Lors du Conseil des ministres de ce jeudi 2 juillet 2026, le gouvernement a adopté deux décrets portant création et approbation des statuts de CIM SAHEL, une société d’économie mixte à participation publique majoritaire destinée à renforcer la souveraineté industrielle du pays et à réguler le marché du ciment.

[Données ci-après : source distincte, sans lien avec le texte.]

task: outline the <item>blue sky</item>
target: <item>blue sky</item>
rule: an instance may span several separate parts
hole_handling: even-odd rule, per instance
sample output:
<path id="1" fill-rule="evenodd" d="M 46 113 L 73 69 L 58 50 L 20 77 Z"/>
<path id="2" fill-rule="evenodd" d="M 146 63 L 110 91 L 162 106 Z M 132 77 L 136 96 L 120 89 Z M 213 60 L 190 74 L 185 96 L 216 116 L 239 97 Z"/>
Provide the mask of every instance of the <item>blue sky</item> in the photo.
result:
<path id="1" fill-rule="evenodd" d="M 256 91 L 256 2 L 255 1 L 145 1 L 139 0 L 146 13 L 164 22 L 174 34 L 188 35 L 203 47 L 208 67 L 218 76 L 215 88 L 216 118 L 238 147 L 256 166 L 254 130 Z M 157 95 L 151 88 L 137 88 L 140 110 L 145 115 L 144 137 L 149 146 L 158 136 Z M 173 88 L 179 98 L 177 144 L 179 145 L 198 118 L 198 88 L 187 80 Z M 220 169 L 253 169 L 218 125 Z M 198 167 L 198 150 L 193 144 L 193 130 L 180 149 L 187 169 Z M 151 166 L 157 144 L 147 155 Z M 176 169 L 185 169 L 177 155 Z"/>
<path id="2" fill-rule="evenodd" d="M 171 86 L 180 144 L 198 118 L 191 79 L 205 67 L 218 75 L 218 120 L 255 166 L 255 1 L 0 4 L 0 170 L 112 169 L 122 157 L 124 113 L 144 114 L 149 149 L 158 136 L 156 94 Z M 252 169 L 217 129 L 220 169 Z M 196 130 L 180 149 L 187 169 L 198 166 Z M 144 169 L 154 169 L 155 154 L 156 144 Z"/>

Depuis quelques temps, le Burkina connait une pénurie de ciment et à des pratiques spéculatives et à une hausse des prix du ciment. Alors pour pallier ce besoin, le gouvernement a donc adopté en conseil des ministres de ce 2 juillet 2026, la création et approbation des statuts de CIM SAHEL. Il faut savoir que cette décision intervient malgré une capacité nationale de production de ciment estimée entre 6 à 7 millions de tonnes par an. Ce qui est largement suffisant pour couvrir les besoins du marché national et alimenter les exportations vers la sous-région.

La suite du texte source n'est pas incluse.